9. 316-322 Jefferson Street
316-322 Jefferson Street
316-318 and 320-322 Jefferson Street are two of the few remaining houses in LaVilla built immediately after the Great Fire of 1901. By 1914, the identical two family flats were occupied by members of the Safer family. Benjamin Safer was the first family member to arrive in Jacksonville from Lithuania around the turn of-the-century. Safer established the first kosher meat market in Jacksonville and was instrumental in forming the Orthodox Congregation B’nai Israel. B’nai Israel built a synagogue at the northwest corner of North Jefferson Street and West Duval Street, leading to this section of LaVilla becoming an early 20th century Jewish community.

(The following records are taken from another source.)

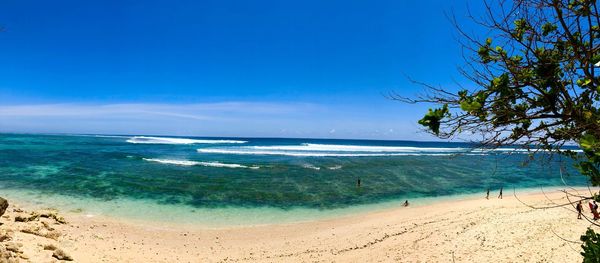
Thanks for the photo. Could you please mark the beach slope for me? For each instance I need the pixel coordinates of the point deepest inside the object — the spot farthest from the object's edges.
(470, 230)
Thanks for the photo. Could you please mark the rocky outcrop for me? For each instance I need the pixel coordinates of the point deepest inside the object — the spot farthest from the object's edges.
(61, 255)
(17, 223)
(3, 206)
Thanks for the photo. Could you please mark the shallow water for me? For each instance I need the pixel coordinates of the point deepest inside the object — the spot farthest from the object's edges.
(248, 180)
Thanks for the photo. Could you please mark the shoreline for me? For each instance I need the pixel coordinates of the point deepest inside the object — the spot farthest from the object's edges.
(227, 217)
(465, 230)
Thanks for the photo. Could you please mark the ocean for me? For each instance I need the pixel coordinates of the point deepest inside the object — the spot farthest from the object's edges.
(232, 181)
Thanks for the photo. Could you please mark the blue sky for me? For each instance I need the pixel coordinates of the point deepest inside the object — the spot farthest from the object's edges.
(224, 68)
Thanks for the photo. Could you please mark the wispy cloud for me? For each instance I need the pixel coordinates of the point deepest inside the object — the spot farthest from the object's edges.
(202, 111)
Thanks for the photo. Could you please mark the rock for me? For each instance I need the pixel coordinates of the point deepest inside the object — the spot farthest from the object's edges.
(6, 256)
(26, 218)
(5, 235)
(3, 205)
(40, 231)
(13, 247)
(49, 247)
(52, 214)
(61, 255)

Public directories indicate the block transitioned to Black community around 1933. The first Black tenants were employed as Pullman Porters at the train station and waiters and cooks at the George Washington Hotel. Developed by Robert Kloeppel, the Hotel George Washington opened its doors on December 15, 1926 with Mayor John Alsop, Governor John W. Martin and former Governor Cary Hardee in attendance. At the time, the 13 story building was the largest and most magnificent hotel in the city and the nation’s first one hundred percent air-conditioned hotel. Famed guests over the years included Charles Lindbergh in 1927 and the Beatles in 1964. Once owned by mobster William “Big Bill” Johnston, the hotel closed in 1971 and was razed and replaced by a surface parking lot in 1973. Today, the block is occupied by JEA’s new headquarters complex.
Surviving the City of Jacksonville’s River City Renaissance plan which leveled most of the neighborhood, today 316-318 and 320-322 Jefferson Street live on as a reminder of the impressive residential architecture and density that once dominated the streets of LaVilla.

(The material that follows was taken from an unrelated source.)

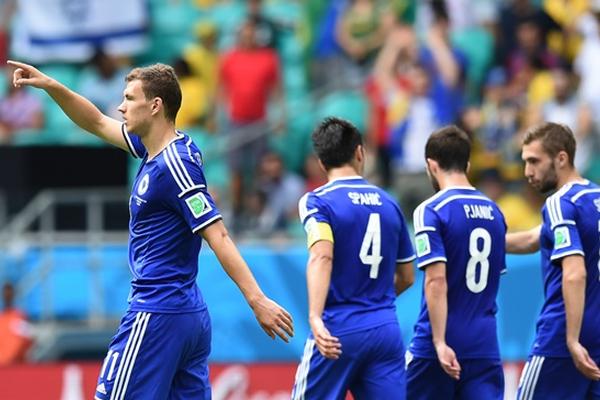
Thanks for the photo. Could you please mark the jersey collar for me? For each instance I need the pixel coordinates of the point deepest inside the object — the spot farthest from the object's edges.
(346, 178)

10. Universal-Marion Building
21 West Church Street
The Universal-Marion Building is a large Mid-Century building with a history many consider worth preserving. Designed by Ketchum & Sharp, the 268’ tall, 19-story tower was the tallest building on the Northbank and second tallest in the city when it was completed in 1963. It was also one of a handful of buildings in Florida to feature a revolving rooftop restaurant. The 250-seat Ember’s Restaurant was said to be the largest revolving restaurant in the world, rotating 360 degrees every 1.5 hours when it opened in 1964. The complex also included a six-story, 180,000 square foot J.B. Ivey & Company department store and a parking garage that once included a Purcell’s Womens department store on the ground level. The building’s original premier tenant was founded by Louis Elwood Wolfson. The firm co-financed the production of Mel Brooks’ first movie, The Producers, which won an Oscar and later became a major Broadway play. It also funded Woody Allen’s first movie, Take the Money and Run.

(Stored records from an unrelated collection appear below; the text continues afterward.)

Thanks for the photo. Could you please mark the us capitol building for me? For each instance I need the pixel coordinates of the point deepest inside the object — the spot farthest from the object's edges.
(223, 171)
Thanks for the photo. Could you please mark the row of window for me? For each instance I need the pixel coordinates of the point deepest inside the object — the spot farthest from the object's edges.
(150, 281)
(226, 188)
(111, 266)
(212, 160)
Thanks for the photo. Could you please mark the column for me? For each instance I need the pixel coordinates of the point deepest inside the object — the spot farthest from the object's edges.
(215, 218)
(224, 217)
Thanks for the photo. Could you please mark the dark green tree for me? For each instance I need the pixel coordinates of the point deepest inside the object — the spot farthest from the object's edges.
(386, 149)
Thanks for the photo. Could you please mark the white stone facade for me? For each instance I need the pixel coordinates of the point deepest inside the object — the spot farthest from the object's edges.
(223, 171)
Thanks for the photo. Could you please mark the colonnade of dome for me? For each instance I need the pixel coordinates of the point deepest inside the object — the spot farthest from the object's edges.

Recently completing a new headquarters a few blocks southwest, the Jacksonville Electric Authority (JEA) intends to sell the Universal-Marion Building to new owners that could either reuse or raze the skyscraper. While the mid-century mixed-use office and big-box retail complex may not be of significant value to JEA, the building is an important part of Jacksonville’s urban landscape that’s worthy of being seriously considered for adaptive reuse as opposed to demolition.